Building a Local-First AI Knowledge Base — Chat with Your Files, Offline

The AI industry is quietly shifting from cloud-first to local-first intelligence — driven by privacy, cost, and on-device compute. Major vendors like Apple, Google, and Microsoft are already moving in this direction, especially for personal data where privacy is critical.
That's exactly what I've been exploring: a local-first AI system built for real-world use cases.
Chat with your PDFs, Word files, PPTs, and notes — like ChatGPT but everything stays offline. What would you ask your own knowledge base if it lived on your laptop?

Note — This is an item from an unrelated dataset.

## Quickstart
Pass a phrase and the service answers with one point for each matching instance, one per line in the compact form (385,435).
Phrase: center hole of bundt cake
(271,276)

🧠 Choosing the Right Model
Not all local models are equal. Here's what I found during testing:
| Model | Best For | Notes |
|---|---|---|
| Phi-3 | Lightweight apps, edge devices, fast inference | Efficient and strong for its size |
| Gemma 3 | RAG systems, chat interfaces, knowledge-heavy workflows | Better context, usability, and scalability |
| Gemma 4 (2B) | Next-gen privacy-first AI workflows | My current pick — promising direction |
For a RAG-based knowledge base, Gemma 3 and Gemma 4 win on context handling and retrieval quality. Phi-3 is excellent if you prioritise raw inference speed or are targeting edge devices.
⚙️ What I Built
A unified chat interface where you can:
- Chat with PDFs, Word docs, PPTs, markdown, and plain notes
- Query your internal knowledge base in natural language
- Get instant, context-aware answers with citations
- Work fully offline — zero cloud dependency
🏗️ Architecture
Frontend
| Layer | Technology |
|---|---|
| Framework | Next.js 15 + React 19 |
| UI components | shadcn/ui + Tailwind v4 |
| Auth | NextAuth |
Backend
| Layer | Technology |
|---|---|
| API server | FastAPI (Python), local MCP server |
| Local LLM | Gemma 4 (2B) via Ollama |
| Vector store | ChromaDB |
| Knowledge graph | NetworkX |
| Embeddings | nomic-embed-text |
📚 RAG — How the Knowledge Base Works
The retrieval pipeline combines vector search (ChromaDB) with a knowledge graph (NetworkX) to deliver richer, more contextual answers than vector search alone.
When you ask a question:
- The query is embedded using
nomic-embed-text - ChromaDB performs semantic similarity search across indexed documents
- NetworkX traverses relationship edges to surface connected concepts
- Relevant chunks are assembled into a context window
- Gemma 4 generates a response with source citations
⚡ Smart Indexing — Only What Changed
One of the most practical features is hash-based incremental indexing:
- Files are fingerprinted on startup
- Only changed or new files are re-embedded — not the entire corpus
- Indexing runs in the background, so the UI is immediately usable
- The knowledge graph is persisted to disk for fast cold starts
This makes the system fast enough for daily use, even on a laptop without a GPU.
🔐 Why Local-First?
Personal documents contain sensitive data — financial records, legal notes, personal journals, internal research. Sending these to a cloud API means:
- Data residency risk
- Vendor access to your content
- Ongoing SaaS costs
- Internet dependency
Running everything locally with Ollama eliminates all four concerns. The model, the embeddings, and the graph all run on your machine. Nothing leaves.
💡 What This Unlocks
Once your knowledge base is indexed, the system becomes a personal research assistant:
- Ask questions about meeting notes from six months ago
- Cross-reference concepts between multiple documents
- Surface information you forgot you had
- Work offline, on a plane, without a VPN
Local-first AI + your own knowledge base = practical, private intelligence.
📘 What I Learned
The combination of vector search + knowledge graph is more powerful than either alone. ChromaDB handles semantic proximity well, but NetworkX lets me encode explicit relationships between entities — people, projects, concepts — that embeddings alone miss.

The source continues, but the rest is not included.